M2 growth printed at 13.6 percent in 2013, exceeding the government target of 13 percent. We expect M2 growth will slow down to 12.8 percent in 2014, and the target will stay unchanged.

Our interpretation of the “prudent” monetary policy in 2014 is that policy rates and reserve requirement ratios (RRR) will stay unchanged, but credit slowing that started in the second half of 2013 will continue in 2014. Although the People’s Bank of China no longer announces a loan growth target, loan quota continued to be used in its window guidance operation. We expect new loan creation at 9.8 trillion yuan (US$1.6 trillion) in 2014 (vs. 8.9 trillion yuan in 2013, or 13.8 percent vs. 14.1 percent in growth term), and total social financing at 18.5 trillion yuan (vs. 17.3 trillion in 2013, or 16.2 percent vs. 17.8 percent in growth term).

Fiscal budget

In 2013, the government set the fiscal deficit target at 1.2 trillion yuan. The actual fiscal deficit came out to be 1.06 trillion yuan, about 1.86 percent of GDP.

We expect the 2014 fiscal deficit to stay unchanged at 1.2 trillion yuan, or about 1.9 percent of GDP. The bias is tilted toward upside if considering that the quota for local government bond is likely to be lifted (350 billion yuan in 2013).

However, it is more meaningful to also include “fiscal deficit” at local levels (i.e. local government debt) when assessing the fiscal policy stance. If adding fiscal deficit at both central and local government levels, the so-called augmented fiscal deficit could be as high as 8.8 percent of GDP in 2012 and 8.1 percent in 2013 (JPMorgan estimates). In 2014, we expect the government will contain the pace of further increase in local government debt, bringing down the augmented fiscal deficit to 6.5 percent of GDP (no target will be announced). In that sense, fiscal policy has a tightening bias in 2014.

Structural reforms

The Third Plenary Session of the 18th Communist Party of China Central Committee outlined an ambitious reform agenda, with most tasks scheduled to be completed by 2020. As the starting year of the new grand reform, what will happen in 2014 is closely watched out. We think reform is serious, yet the key features of macro policy for 2014 will evolve around the balance between structural reforms and near-term growth stabilization.

The sequencing in economic reforms will affect the growth outlook in 2014. Judging from the near term impact, some reforms, including the removal of government administrative controls and opening private sector investment (e.g. in the service sector, financial services, telecommunications), could generate new sources of growth.
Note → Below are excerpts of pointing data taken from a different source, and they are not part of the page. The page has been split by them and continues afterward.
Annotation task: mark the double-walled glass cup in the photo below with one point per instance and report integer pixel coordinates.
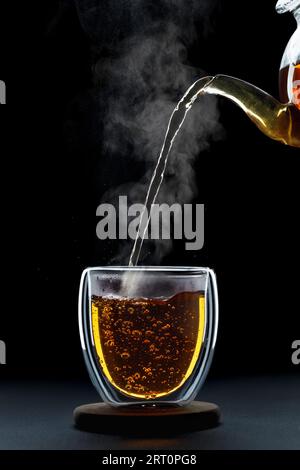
(148, 333)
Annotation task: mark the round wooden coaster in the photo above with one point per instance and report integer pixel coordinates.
(140, 421)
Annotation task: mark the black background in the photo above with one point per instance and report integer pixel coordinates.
(50, 193)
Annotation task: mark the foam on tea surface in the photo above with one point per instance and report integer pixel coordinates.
(147, 348)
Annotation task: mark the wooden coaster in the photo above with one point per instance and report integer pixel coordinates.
(141, 421)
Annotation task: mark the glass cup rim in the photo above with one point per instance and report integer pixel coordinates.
(195, 270)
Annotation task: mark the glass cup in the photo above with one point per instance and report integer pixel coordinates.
(148, 333)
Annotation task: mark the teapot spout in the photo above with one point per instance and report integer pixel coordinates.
(278, 121)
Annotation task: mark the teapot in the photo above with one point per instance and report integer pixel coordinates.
(279, 120)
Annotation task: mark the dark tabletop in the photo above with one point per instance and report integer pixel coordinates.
(258, 413)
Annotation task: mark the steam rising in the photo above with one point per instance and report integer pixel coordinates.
(144, 75)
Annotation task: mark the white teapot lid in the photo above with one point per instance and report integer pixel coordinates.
(282, 6)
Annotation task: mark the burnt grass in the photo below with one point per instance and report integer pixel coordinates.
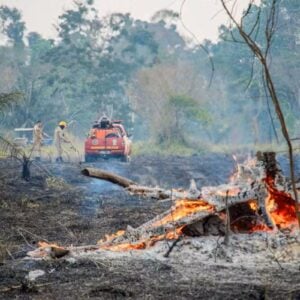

However, credit slowing, tightening on local government debt/expenditure, production adjustments to correct for overcapacity in a few key manufacturing sectors, among others, could drag on near-term growth momentum (as have been reflected in recent data). The tradeoff between reform and growth implies that those reforms with neutral or positive near-term impact could progress faster, including administrative reform, fiscal reform, financial reform, resource pricing reform and easing the one-child policy. By contrast, for other challenging tasks (such as rising debt and overcapacity) it is less likely to make significant progress in 2014, and the near-term objective will focus more on containing the tail risk rather than problem-solving.

The Central Economic Working Conference held last December confirms the above understanding. The top leaders listed six major tasks in 2014:

Ensuring stable supply and quality of agricultural products and food safety;

Speeding up industrial structural adjustment and resolving overcapacity problems;

Preventing and containing risks from local government debt;

Pushing for coordinative regional developments;

Raising average living standard and improving social welfare;

Further opening up the economy and pushing ahead with free trade zone negotiations.

These tasks have two main purposes: to foster new sources of growth (task 2, 4, 6) and to maintain stability and contain downside risks (task 1, 2, 3, 5).

In addition to economic issues, the NPC will also touch on other issues, such as anti-corruption, environmental protection, improving the legal system, cultural system and social governance.